Simo Bouzaidi

Personal information
- Full name: Mohamed Bouzaidi Diouri
- Date of birth: 16 November 1999 (age 26)
- Place of birth: Olot, Spain
- Height: 1.71 m (5 ft 7 in)
- Position: Winger

Team information
- Current team: Marítimo
- Number: 21

Youth career
- Olot
- 2015–2018: Sevilla

Senior career*
- Years: Team / Apps / (Gls)
- 2018–2019: Sevilla C / 29 / (9)
- 2019–2021: Sevilla B / 30 / (2)
- 2021–2024: Córdoba / 101 / (20)
- 2024–2025: Eldense / 12 / (1)
- 2025–: Marítimo / 31 / (8)

International career
- 2016–2017: Morocco U17 / 9 / (3)
- 2018: Morocco U20 / 5 / (1)

= Simo Bouzaidi =

Moroccan footballer

Mohamed Bouzaidi Diouri (born 16 November 1999), known as Simo Bouzaidi or just Simo, is a footballer who plays as a winger for Liga Portugal club Marítimo. Born in Spain, he represents Morocco at international level.

==Club career==
Born in Olot, Girona, Catalonia, Bouzaidi joined Sevilla FC's youth sides in 2015, from hometown side UE Olot. He made his senior debut with the C-team on 9 September 2018, in a 4–0 Tercera División away loss to Algeciras CF, and scored his first goal fourteen days later, netting the opener in a 2–1 win at CD Ciudad de Lucena.

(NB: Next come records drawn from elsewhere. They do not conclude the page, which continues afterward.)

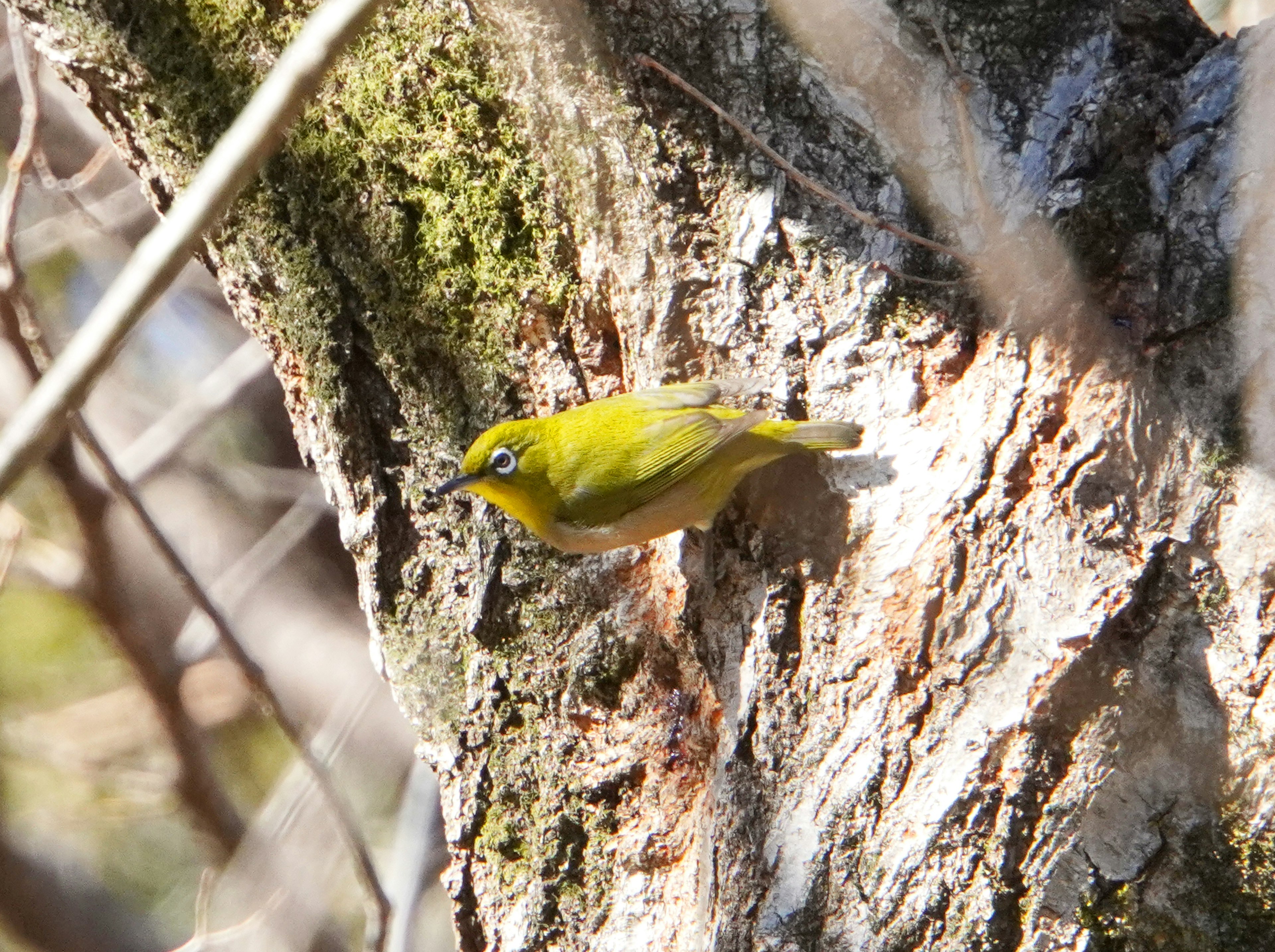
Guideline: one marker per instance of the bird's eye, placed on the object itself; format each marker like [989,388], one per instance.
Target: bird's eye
[503,462]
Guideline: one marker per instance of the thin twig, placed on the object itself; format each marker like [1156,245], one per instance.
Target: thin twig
[197,638]
[906,276]
[165,252]
[189,416]
[800,178]
[160,676]
[11,537]
[11,276]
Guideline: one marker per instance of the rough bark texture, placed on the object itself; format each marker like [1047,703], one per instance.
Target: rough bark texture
[999,682]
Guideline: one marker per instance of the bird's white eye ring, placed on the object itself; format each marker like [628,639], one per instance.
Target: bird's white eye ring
[503,462]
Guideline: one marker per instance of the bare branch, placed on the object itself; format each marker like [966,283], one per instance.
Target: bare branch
[159,674]
[165,252]
[11,536]
[198,638]
[797,176]
[157,681]
[157,445]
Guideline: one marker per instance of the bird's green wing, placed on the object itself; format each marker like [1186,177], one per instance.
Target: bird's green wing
[681,444]
[676,431]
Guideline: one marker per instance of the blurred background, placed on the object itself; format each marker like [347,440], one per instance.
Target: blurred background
[99,849]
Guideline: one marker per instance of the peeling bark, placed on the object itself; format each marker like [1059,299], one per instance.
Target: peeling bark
[997,682]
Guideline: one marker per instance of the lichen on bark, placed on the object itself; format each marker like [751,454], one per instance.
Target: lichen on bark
[921,698]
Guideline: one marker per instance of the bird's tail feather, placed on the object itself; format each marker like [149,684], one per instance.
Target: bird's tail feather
[815,435]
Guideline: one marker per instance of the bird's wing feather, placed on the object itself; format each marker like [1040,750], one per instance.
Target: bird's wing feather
[684,443]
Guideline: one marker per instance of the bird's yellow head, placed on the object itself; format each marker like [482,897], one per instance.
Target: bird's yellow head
[509,466]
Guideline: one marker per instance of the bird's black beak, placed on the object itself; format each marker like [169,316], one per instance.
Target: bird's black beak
[458,484]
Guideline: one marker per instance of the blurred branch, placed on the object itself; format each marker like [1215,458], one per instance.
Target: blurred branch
[157,259]
[162,439]
[157,671]
[11,534]
[162,687]
[60,908]
[198,638]
[800,178]
[416,857]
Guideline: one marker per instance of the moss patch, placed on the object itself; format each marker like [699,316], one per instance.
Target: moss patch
[1226,902]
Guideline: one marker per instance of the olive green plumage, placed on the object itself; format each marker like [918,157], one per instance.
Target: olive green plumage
[634,467]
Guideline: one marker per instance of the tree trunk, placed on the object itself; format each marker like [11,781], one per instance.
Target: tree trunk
[999,681]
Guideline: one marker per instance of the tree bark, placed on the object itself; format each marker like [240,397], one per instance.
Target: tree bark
[997,682]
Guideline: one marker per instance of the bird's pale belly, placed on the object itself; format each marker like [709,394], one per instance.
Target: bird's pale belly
[681,507]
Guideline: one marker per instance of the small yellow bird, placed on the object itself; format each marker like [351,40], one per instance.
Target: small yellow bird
[634,467]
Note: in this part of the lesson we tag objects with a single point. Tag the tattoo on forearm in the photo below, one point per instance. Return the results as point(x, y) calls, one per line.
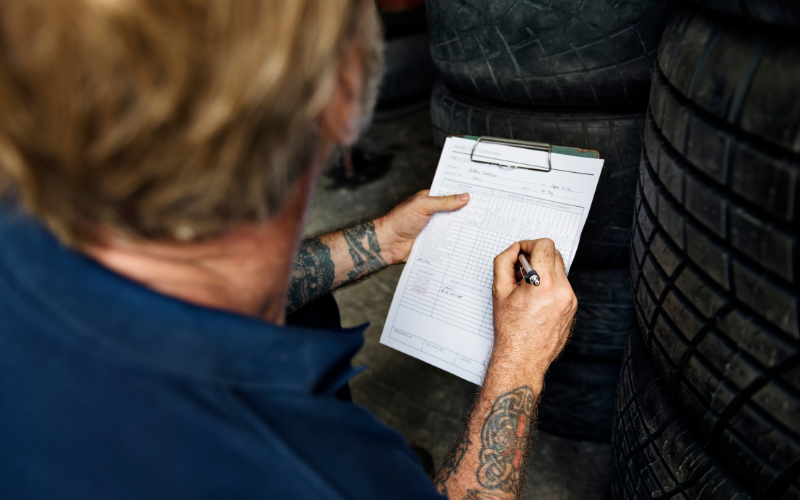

Bouzaidi was promoted to the reserves in Segunda División B ahead of the 2019–20 season, but was only a backup option during his two-year spell. On 11 July 2021, he signed a two-year contract with Segunda División RFEF side Córdoba CF.

After helping the Blanquiverdes to achieve promotion to Primera Federación, Bouzaidi renewed his link until 2024 on 25 January 2022. He continued to feature regularly in the following years, contributing with six goals in 40 appearances overall during the 2023–24 campaign as the club returned to Segunda División after a five-year absence.

On 28 June 2024, Bouzaidi agreed to a two-year deal with CD Eldense in the second division. He made his professional debut on 21 September, replacing Nacho Quintana late into a 1–1 home draw against Real Oviedo.

On 14 August 2025, after suffering relegation, Bouzaidi moved abroad and signed a two-year contract with C.S. Marítimo of the Liga Portugal 2.

==International career==
Bouzaidi represented Morocco at under-17 and under-20 levels.